Today’s article will be the final in the “New high” series. As a reminder, when it comes a stock hitting a 52-week high, I prefer to look for ones hitting a “NEW” high. To me, this would be a stock that hasn’t hit a new 52-week high in quite some time. In addition, and more importantly, I want the stock to have broken through a key area of resistance. This way I know that it wasn’t just any move higher, it was a key breakout. A stock that fits that description would be that of Lockheed Martin Corporation.
Lockheed Martin Corporation is a global security company engaged in research, design, development, manufacture, integration, and sustainment of advanced technology systems and products. It also provides a range of management, engineering, technical, scientific, logistic, and information services. It serves both domestic and international customers with products and services that have defense, civil, and commercial applications, with its principal customers being agencies of the United States Government. It operates in four business segments: Aeronautics, Electronic Systems, Information Systems & Global Services, and Space Systems.
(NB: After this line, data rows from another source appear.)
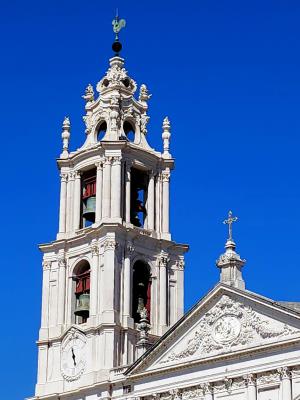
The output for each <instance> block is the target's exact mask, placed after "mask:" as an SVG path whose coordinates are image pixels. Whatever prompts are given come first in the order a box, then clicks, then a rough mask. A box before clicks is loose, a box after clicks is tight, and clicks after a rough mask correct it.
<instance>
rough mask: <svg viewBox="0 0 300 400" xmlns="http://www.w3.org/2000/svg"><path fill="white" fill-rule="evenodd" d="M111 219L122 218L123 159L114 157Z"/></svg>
mask: <svg viewBox="0 0 300 400" xmlns="http://www.w3.org/2000/svg"><path fill="white" fill-rule="evenodd" d="M110 198H111V217H112V218H121V157H113V159H112V168H111V195H110Z"/></svg>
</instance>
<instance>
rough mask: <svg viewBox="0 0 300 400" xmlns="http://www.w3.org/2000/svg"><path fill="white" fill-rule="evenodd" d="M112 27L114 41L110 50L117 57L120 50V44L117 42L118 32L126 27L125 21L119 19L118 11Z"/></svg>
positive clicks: (113, 20)
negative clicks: (115, 53) (113, 36)
mask: <svg viewBox="0 0 300 400" xmlns="http://www.w3.org/2000/svg"><path fill="white" fill-rule="evenodd" d="M112 26H113V31H114V33H115V34H116V36H115V41H114V43H113V45H112V49H113V51H114V52H115V53H116V56H117V55H119V52H120V51H121V50H122V44H121V43H120V42H119V32H120V30H121V29H122V28H124V27H125V26H126V21H125V19H120V18H119V13H118V9H117V12H116V17H115V19H113V21H112Z"/></svg>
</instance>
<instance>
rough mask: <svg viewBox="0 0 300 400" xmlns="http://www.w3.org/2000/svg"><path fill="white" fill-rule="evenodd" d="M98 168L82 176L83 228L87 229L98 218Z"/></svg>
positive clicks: (81, 224)
mask: <svg viewBox="0 0 300 400" xmlns="http://www.w3.org/2000/svg"><path fill="white" fill-rule="evenodd" d="M96 172H97V171H96V168H93V169H91V170H89V171H85V172H84V173H83V174H82V199H81V203H82V207H81V208H82V218H81V227H82V228H86V227H88V226H91V225H92V224H93V223H94V222H95V216H96Z"/></svg>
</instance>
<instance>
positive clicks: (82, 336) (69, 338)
mask: <svg viewBox="0 0 300 400" xmlns="http://www.w3.org/2000/svg"><path fill="white" fill-rule="evenodd" d="M85 350H86V338H85V336H84V335H83V334H82V333H81V332H76V331H71V332H70V333H69V334H68V335H67V337H66V338H65V339H64V341H63V344H62V350H61V372H62V375H63V377H64V378H65V379H66V380H68V381H73V380H76V379H78V378H79V377H80V376H81V375H82V373H83V371H84V368H85V363H86V357H85V352H86V351H85Z"/></svg>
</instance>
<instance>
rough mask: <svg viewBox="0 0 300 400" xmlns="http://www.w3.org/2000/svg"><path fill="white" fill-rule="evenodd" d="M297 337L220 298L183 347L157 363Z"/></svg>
mask: <svg viewBox="0 0 300 400" xmlns="http://www.w3.org/2000/svg"><path fill="white" fill-rule="evenodd" d="M293 334H299V330H298V329H295V328H292V327H290V326H288V325H286V324H284V323H281V322H279V321H272V320H270V319H268V318H267V317H264V316H263V315H260V314H258V313H257V312H255V311H254V310H253V309H252V308H251V307H250V306H247V305H244V304H242V303H240V302H239V301H235V300H233V299H232V298H231V297H229V296H228V295H223V296H222V297H221V299H220V300H219V302H218V303H217V304H216V305H215V306H214V307H213V308H212V309H211V310H209V311H208V312H207V313H206V314H205V315H203V317H202V318H201V319H200V321H199V323H198V324H197V327H196V328H195V329H194V330H193V331H192V333H191V334H190V335H189V338H188V339H187V341H186V344H185V346H184V348H183V349H182V347H183V346H181V347H180V349H179V351H176V349H175V350H173V351H172V352H171V353H169V354H167V356H165V357H164V358H163V359H162V360H161V361H160V363H161V364H163V363H168V362H173V361H177V360H184V359H186V358H189V357H192V356H194V355H197V358H203V357H205V356H207V355H208V354H209V355H211V354H212V353H213V354H218V353H224V352H229V351H231V349H232V348H241V347H243V346H249V345H252V344H255V342H257V343H260V342H261V339H271V338H281V337H284V336H289V335H293Z"/></svg>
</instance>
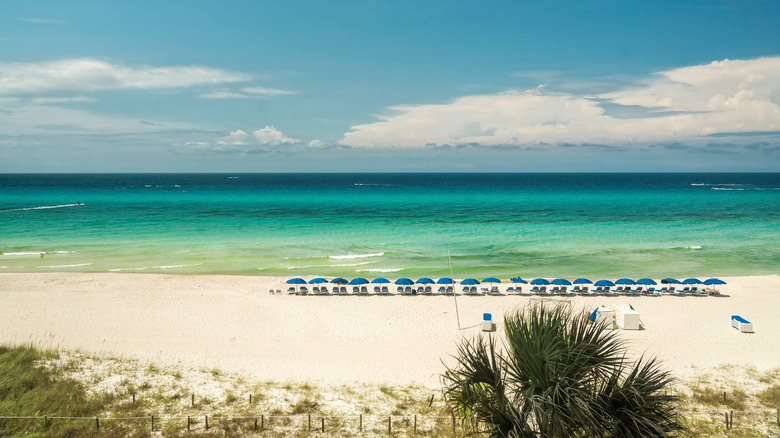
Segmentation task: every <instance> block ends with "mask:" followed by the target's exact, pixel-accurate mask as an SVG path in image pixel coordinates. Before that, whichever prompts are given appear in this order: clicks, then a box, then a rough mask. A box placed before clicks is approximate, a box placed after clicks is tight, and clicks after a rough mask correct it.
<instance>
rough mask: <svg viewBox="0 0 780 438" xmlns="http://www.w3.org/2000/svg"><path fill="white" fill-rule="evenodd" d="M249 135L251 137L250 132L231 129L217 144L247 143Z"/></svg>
mask: <svg viewBox="0 0 780 438" xmlns="http://www.w3.org/2000/svg"><path fill="white" fill-rule="evenodd" d="M247 137H249V134H247V133H246V132H244V131H243V130H241V129H239V130H237V131H231V132H230V135H228V136H225V137H222V138H218V139H217V144H226V145H243V144H246V142H245V140H246V138H247Z"/></svg>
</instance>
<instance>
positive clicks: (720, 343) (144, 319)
mask: <svg viewBox="0 0 780 438" xmlns="http://www.w3.org/2000/svg"><path fill="white" fill-rule="evenodd" d="M723 279H724V280H726V281H727V282H728V285H726V286H723V287H721V292H722V293H723V294H724V295H725V296H723V297H694V296H686V297H674V296H670V297H667V296H663V297H642V296H639V297H627V296H617V297H605V296H596V297H581V296H577V297H573V298H570V299H569V298H566V299H563V300H565V301H570V302H571V303H572V305H573V306H575V308H576V307H577V306H579V307H581V308H586V307H589V306H591V307H592V306H598V305H610V304H631V305H633V306H634V307H635V308H636V310H637V311H638V312H639V313H640V317H641V321H642V324H643V326H644V329H643V330H638V331H621V337H623V338H624V339H626V341H627V346H628V347H629V353H630V355H632V356H633V357H637V356H639V355H642V354H647V355H648V356H658V357H659V359H661V361H662V362H663V365H664V366H665V367H666V368H668V369H670V370H671V371H672V372H673V373H674V374H675V375H676V376H678V377H681V378H685V377H689V376H692V375H695V374H696V373H700V372H702V371H703V370H708V369H714V368H715V367H717V366H719V365H727V364H734V365H750V366H753V367H757V368H759V369H774V368H778V367H780V356H778V355H777V354H776V352H775V351H774V349H775V348H776V345H778V344H780V318H777V317H776V314H775V313H776V312H775V310H774V309H777V308H780V277H778V276H751V277H723ZM285 280H286V278H281V277H260V276H242V275H191V274H187V275H171V274H152V273H97V274H95V273H2V274H0V302H2V303H3V306H1V307H2V308H0V343H9V344H25V343H28V344H29V343H32V344H35V345H38V346H42V347H46V348H58V349H59V348H61V349H67V350H80V351H85V352H89V353H93V354H106V355H113V356H115V357H132V358H135V359H139V360H143V361H149V362H150V363H160V364H162V365H177V364H179V365H186V366H191V367H196V368H221V369H224V370H226V371H232V372H240V373H245V374H247V375H250V376H252V377H255V378H259V379H263V380H271V381H296V382H316V383H321V384H333V385H338V384H351V383H362V384H397V385H423V386H428V387H438V386H439V379H438V375H439V374H440V373H442V372H444V371H445V365H444V364H446V363H448V360H450V359H451V358H450V355H451V354H454V353H455V352H456V351H457V344H458V342H460V341H461V340H462V339H464V338H471V337H473V336H476V335H478V334H479V333H481V332H479V331H478V327H476V325H477V324H478V323H479V322H480V321H481V317H482V313H492V315H493V321H495V322H498V331H497V333H498V334H500V333H502V327H501V324H500V322H501V320H502V317H503V315H504V314H505V313H508V312H511V311H513V310H516V309H519V308H522V306H524V305H526V304H527V303H528V302H529V301H530V300H532V299H538V298H537V297H531V296H520V297H518V296H514V295H511V296H507V295H504V296H458V297H457V301H458V306H459V310H460V319H461V322H462V324H461V325H462V326H466V327H471V328H468V329H466V330H459V329H458V322H457V315H456V314H455V306H454V299H453V297H452V296H389V297H386V296H375V295H370V296H324V297H323V296H297V295H288V294H286V293H283V294H281V295H271V294H269V293H268V290H269V289H271V288H273V289H274V290H276V289H282V291H283V292H284V291H285V290H286V287H284V286H286V285H284V281H285ZM509 285H511V283H503V284H502V290H503V289H504V288H505V287H507V286H509ZM391 291H392V292H394V288H391ZM553 300H556V301H558V300H561V297H551V298H550V301H553ZM733 314H736V315H741V316H742V317H744V318H746V319H748V320H750V321H751V322H752V323H753V326H754V329H755V333H753V334H745V333H739V332H738V331H737V330H735V329H733V328H731V325H730V315H733ZM472 326H473V327H472Z"/></svg>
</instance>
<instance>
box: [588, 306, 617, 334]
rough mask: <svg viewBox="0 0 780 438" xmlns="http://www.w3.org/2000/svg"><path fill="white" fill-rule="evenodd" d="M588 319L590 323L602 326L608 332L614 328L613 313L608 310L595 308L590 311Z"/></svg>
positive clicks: (614, 318)
mask: <svg viewBox="0 0 780 438" xmlns="http://www.w3.org/2000/svg"><path fill="white" fill-rule="evenodd" d="M588 319H589V320H590V321H591V322H595V323H600V324H604V327H606V328H607V329H609V330H612V329H613V328H615V311H614V310H612V309H610V308H607V307H597V308H595V309H591V310H590V317H589V318H588Z"/></svg>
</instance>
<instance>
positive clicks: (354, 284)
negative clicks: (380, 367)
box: [349, 277, 368, 285]
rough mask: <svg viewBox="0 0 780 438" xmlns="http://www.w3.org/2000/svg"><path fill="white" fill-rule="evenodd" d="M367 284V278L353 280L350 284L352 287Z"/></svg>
mask: <svg viewBox="0 0 780 438" xmlns="http://www.w3.org/2000/svg"><path fill="white" fill-rule="evenodd" d="M367 283H368V280H366V279H365V278H361V277H358V278H353V279H352V280H350V281H349V284H352V285H355V284H367Z"/></svg>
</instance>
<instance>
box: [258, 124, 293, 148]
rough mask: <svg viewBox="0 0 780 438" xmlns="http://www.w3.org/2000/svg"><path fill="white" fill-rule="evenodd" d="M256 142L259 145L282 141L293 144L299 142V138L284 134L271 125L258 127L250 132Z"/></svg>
mask: <svg viewBox="0 0 780 438" xmlns="http://www.w3.org/2000/svg"><path fill="white" fill-rule="evenodd" d="M252 135H253V136H254V137H255V140H257V142H258V143H260V144H261V145H279V144H283V143H287V144H294V143H300V142H301V141H300V140H296V139H294V138H290V137H287V136H285V135H284V134H283V133H282V132H281V131H279V130H278V129H276V128H274V127H273V125H271V126H266V127H265V128H263V129H258V130H256V131H254V132H252Z"/></svg>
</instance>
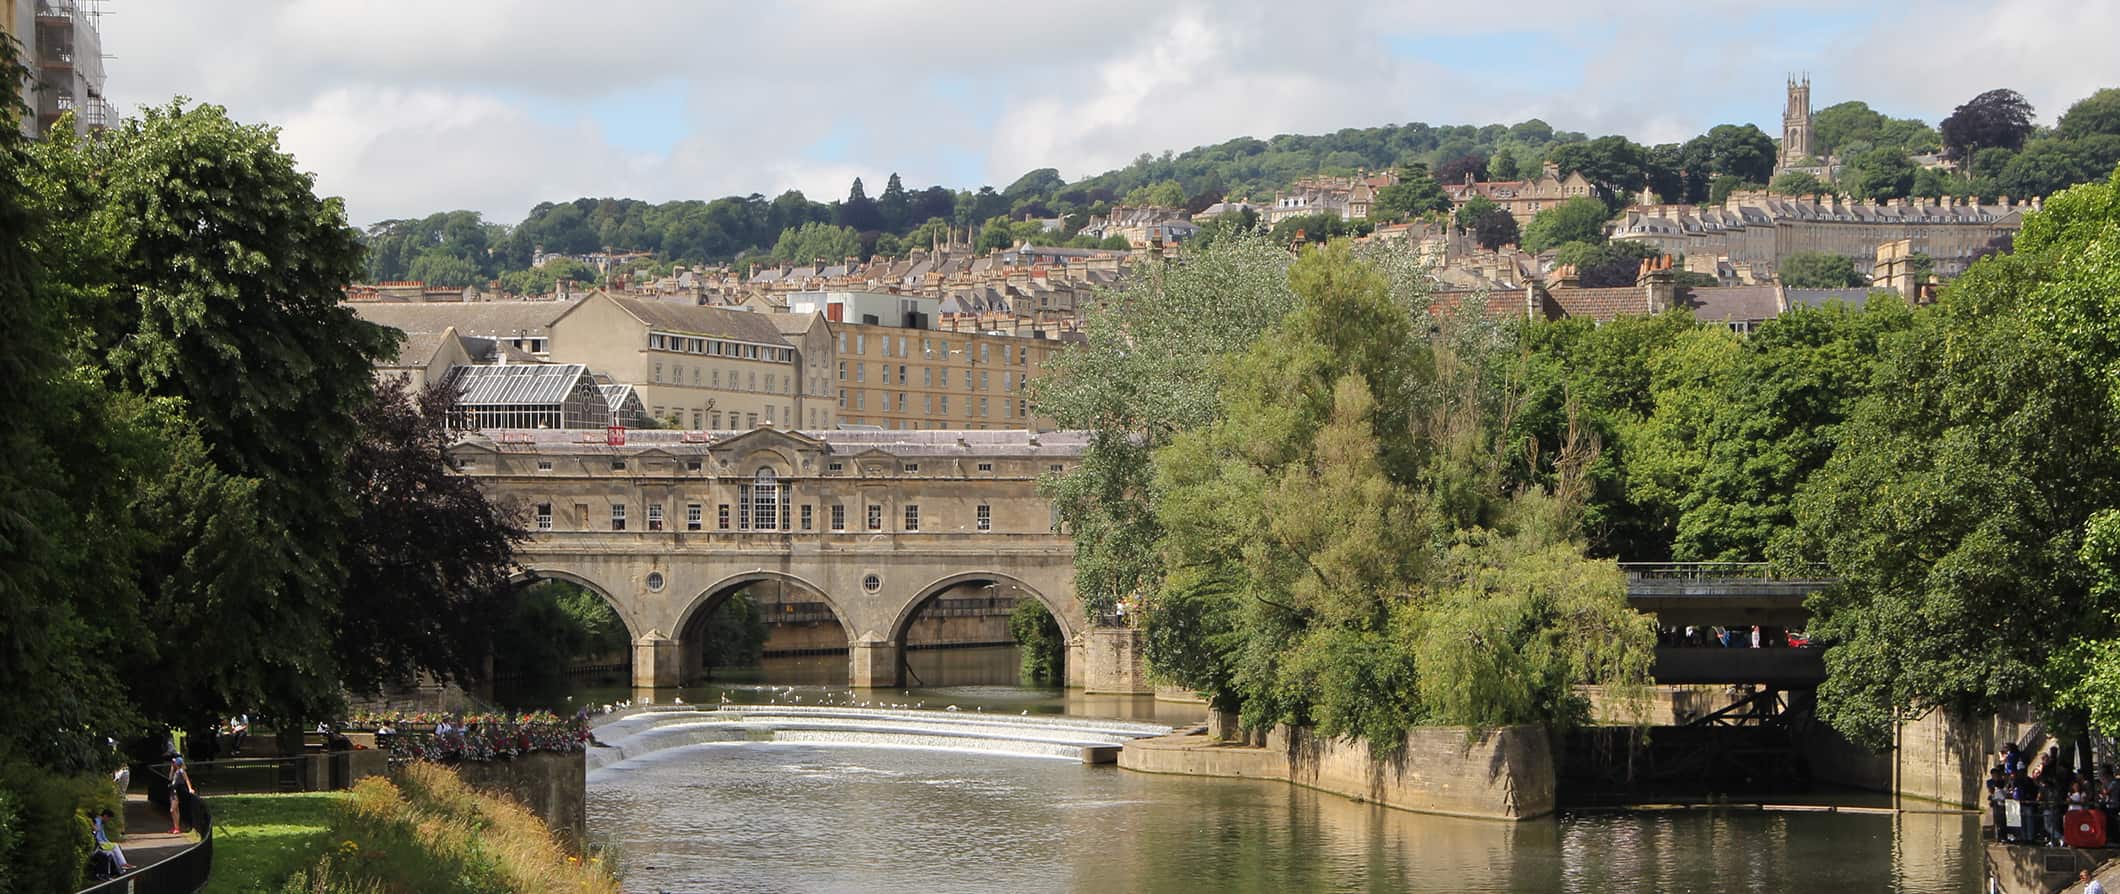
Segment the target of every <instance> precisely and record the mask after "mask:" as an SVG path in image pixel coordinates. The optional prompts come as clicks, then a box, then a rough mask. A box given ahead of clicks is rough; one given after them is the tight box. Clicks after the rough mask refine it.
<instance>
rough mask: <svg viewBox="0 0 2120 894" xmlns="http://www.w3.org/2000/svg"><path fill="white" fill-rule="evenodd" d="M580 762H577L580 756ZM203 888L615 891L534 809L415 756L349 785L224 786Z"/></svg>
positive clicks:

To review Lockheed Martin’s stock, please take a look at the 1-year chart of LMT (Lockheed Martin Corporation) below with my added notations:
LMT had been trading mostly sideways from February until July, while running into resistance at $82 (red). After a strong sell-off in July and August, the stock has worked its way back up to that $82 level. The $82 resistance meets my definition of a clear resistance level that would signify an important 52-week high breakout if LMT could manage to break above it. The stock creating the up trending support (blue) line seems to imply an impending breakout. IF that were to happen, the stock would probably be heading higher, most likely on a new uptrend.
The Tale of the Tape: LMT has formed a key resistance level at $82, which would be a 52-week high breakout if LMT could break above it. A long trade could be entered if LMT breaks above $82, with a stop set below that level. A small “starter” position could also be entered AT the $80 level (teal), which could then be added to if the stock breaks out to the new high.
Before making any trading decision, decide which side of the trade you believe gives you the highest probability of success. Do you prefer the short side of the market, long side, or do you want to be in the market at all? If you haven’t thought about it, review the overall indices themselves. For example, take a look at the S&P 500. Is it trending higher or lower? Has it recently broken through a key resistance or support level? Making these decisions ahead of time will help you decide which side of the trade you believe gives you the best opportunities.
No matter what your strategy or when you decide to enter, always remember to use protective stops and you’ll be around for the next trade. Capital preservation is always key!